Mumyaların binlerce yıl boyunca lahitlerde bekledikten sonra küflü bir eski torba gibi kokması beklenebilir, ancak antik Mısır mumyaları şaşırtıcı bir şekilde hala “hoş kokulu” olarak tanımlanıyor. Bu yen araştırma mumyalama ustalarının maharetine bir övgü niteliğinde sayılabilir.
Aslında kurumuş bedenler, başlangıçta kullanılan aromatik yağlar ve mumlardan gelen hoş kokularını büyük ölçüde koruyor. Hatta eğitimli bir koku ekibi tarafından “haz verici derecede hoş” olarak tanımlandılar.

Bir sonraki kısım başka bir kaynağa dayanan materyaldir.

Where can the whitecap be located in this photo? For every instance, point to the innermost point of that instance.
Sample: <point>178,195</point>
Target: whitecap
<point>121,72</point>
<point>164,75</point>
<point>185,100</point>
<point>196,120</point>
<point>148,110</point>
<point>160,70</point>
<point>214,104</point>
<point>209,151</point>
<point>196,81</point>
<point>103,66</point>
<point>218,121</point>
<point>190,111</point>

9 MUMYANIN KOKULARI ANALİZ EDİLDİ
Araştırmanın baş yazarı Profesör Matija Strlič, yaptığı açıklamada, "Mumyalı bedenlerin kokusu yıllardır hem uzmanların hem de halkın büyük ilgisini çekiyor, ancak şimdiye kadar bu konuda kapsamlı bir kimyasal ve algısal bilimsel çalışma yapılmamıştı," dedi.
Strlič ve ekibi, Kahire'deki Mısır Müzesi'nde bulunan ve en eskisi MÖ 1539'da başlayan Yeni Krallık dönemine tarihlenen dokuz mumyanın kokusunu analiz etti.
KOKU UZMANLARININ ANALİZLERİNİN DETAYLARI
Eğitimli koku uzmanlarının raporlarına göre, örneklerin yüzde 78'i "odunsu", yüzde 67'si "baharatlı" ve yüzde 56'sı "tatlı" olarak tanımlandı. Sadece üçte biri “bayat” veya “bozulmuş” gibi olumsuz kokular yayarken, yine aynı oranda mumya “tütsü benzeri” bir aroma saçıyordu. Çalışmanın yazarları, ortalama koku yoğunluğunun "orta seviyede" olduğunu ve genel kokunun “hafif hoş” olarak değerlendirildiğini bildirdi.

Araştırmacılar, insan duyularının yanı sıra elektronik bir "burun" kullanarak da mumyaların yaydığı uçucu bileşenleri belirledi. Bu analizler, mumyalama sürecinde kullanılan yağlar, reçineler ve mumlardan kaynaklandığı düşünülen pinen, limonen ve verbenon gibi terpenoidlerin varlığını ortaya çıkardı.
DOĞAL KOKULAR HAKİM
Bilim insanları, bu bileşiklerin selvi veya çam reçinesi, mür ve günlük gibi zamklar ile kekik, lavanta ve okaliptüs gibi bitkilerden gelebileceğini belirtti. Ayrıca, kokulardaki borneol varlığının kafur kullanımına işaret edebileceğini öne sürdüler.